The state Plant Board gave tentative approval Monday to allowing dicamba for in-crop use next year, though the matter won't be settled for several more weeks.

The board approved a formal "petition for rule making" filed by a group of farmers last month asking for a June 15 cutoff date on spraying a herbicide linked to damage to crops and to other vegetation not tolerant of the chemical the last three growing seasons in Arkansas and other states. The petition asked that spraying of dicamba after June 15 be allowed only by special permit.

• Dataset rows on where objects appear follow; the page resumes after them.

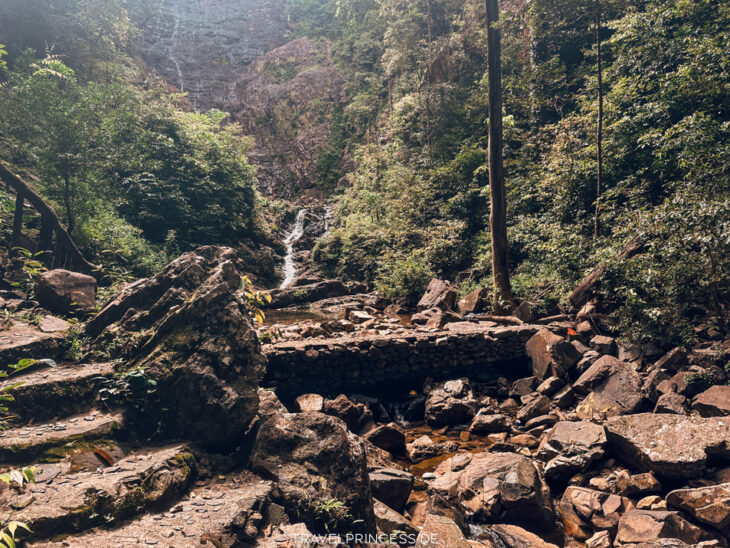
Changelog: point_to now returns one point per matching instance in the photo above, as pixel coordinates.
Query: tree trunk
(67, 202)
(503, 300)
(599, 127)
(17, 221)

Franklin Fogleman of Marion, a Crittenden County farmer who drew up the petition on behalf of 27 other farmers, told the board in his 20-minute presentation that "a large portion of Arkansas farmers" need dicamba to fight pigweed that has grown resistant to other herbicides.

The petition also sets buffers for susceptible crops, including a 1-mile buffer between certified-organic crops and fields where dicamba is sprayed.

Ultimately, after two earlier votes that left the board stuck on high center, the panel voted 11-4 to accept the petition and move it to a 30-day public-comment period and public hearing. The vote mirrors a struggle faced by Plant Board members, farmers and others the past two years: narrow votes, wrangling over parliamentary procedure and, ultimately, sometimes contentious public discussion.

The board's vote follows the announcement last week by the federal Environmental Protection Agency to allow dicamba for in-crop use on dicamba-tolerant cotton and soybeans for another two years, or through the 2020 growing season.

The board, a division of the Arkansas Agriculture Department, received about 1,000 complaints last year of dicamba damage, mainly to soybeans but also to fruits, vegetables, trees, ornamental shrubs and bushes, and to wild vegetation key to pollination.

The 2017 deluge of complaints led to an emergency, 120-day ban that year on the chemical in Arkansas. It also led to the board prohibiting in-crop use of dicamba this year from April 16 through harvest. Still, the board has received 200 complaints this year, leading officials to believe that some farmers violated the ban throughout the summer.